- Born: 17 September 1945 (age 80) Elche, Spain
- Education: University of Bologna
- Scientific career
- Fields: International law
- Workplaces: Autonomous University of Madrid

= Antonio Remiro Brotóns =

Spanish international lawyer and academic

Antonio Remiro Brotóns (born 17 September 1945) is a Spanish international lawyer and academic. He is an emeritus professor of public international law at the Autonomous University of Madrid and a member of the Institut de Droit International and the Permanent Court of Arbitration.

== Career ==

Remiro Brotóns was born in 1945 Elche, Spain. He received a LL.D. from the University of Bologna in 1969 while residing in the Collegio di Spagna. He defended a thesis entitled Il mantenimento della pace e della sicurezza internazionale americana nel quadro dell'Organizzazione degli Stati Americani e della carta delle Nazione Unite. This earned Remiro Brotóns the 1969 "Vittorio Emanuele II" prize for best thesis of the Faculty of Law of University of Bologna. From 1971 to 1981, he taught at the University of Murcia, where he became a professor and was appointed dean of the Faculty of Law and vice-chancellor of the university. Since 1981, Remiro Brotóns is a professor of public international law at the Autonomous University of Madrid. Here he served as dean from 1983 to 1985.

Remiro Brotóns has been counsel and lawyer for many governments, including the Spanish government, in the area of public international law. He has defended El Salvador, Nicaragua, Bolivia and his native Spain in contentious cases before the International Court of Justice. He also was counsel and lawyer for Argentina during the aftermath of the Laguna del Desierto incident.

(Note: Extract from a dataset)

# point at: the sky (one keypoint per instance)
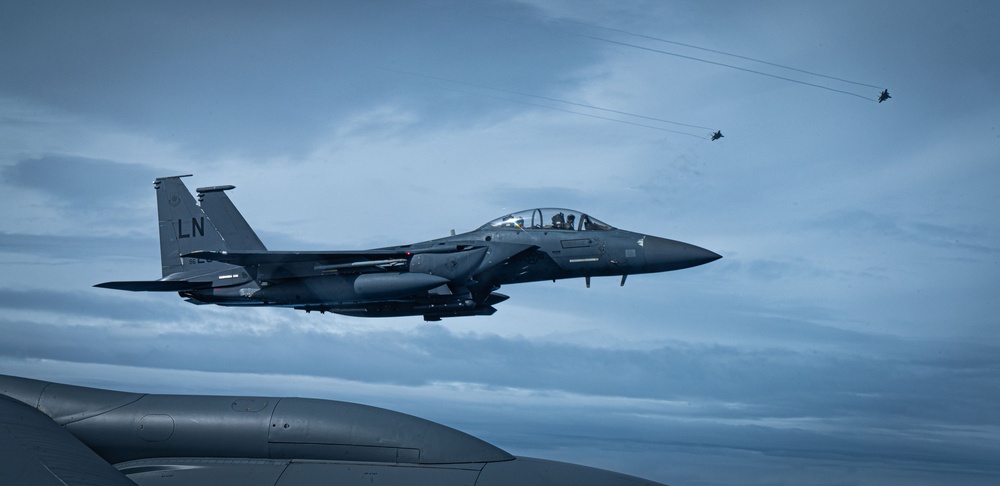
(849, 335)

Remiro Brotóns has been a lecturer at several research and higher education institutions, among them Panthéon-Assas University, the Graduate Institute of International and Development Studies, El Colegio de México and the Hague Academy of International Law. In 2010, he received a degree honoris causa from the Autonomous University of Santo Domingo due to his contributions to international law in Latin America. He is a member of the European Academy of Sciences and Arts.

== Other ==

Remiro Brotóns has appeared in Spanish television and radio multiple times. From 1990 to 1992, he presented Telecinco's daily news bulletin on international politics Entre Hoy y Mañana. Remiro Brotóns taught law to Felipe VI of Spain during 1992 and 1993. He is a member of the Board of Editors of Oxford Bibliography On Line: International Law.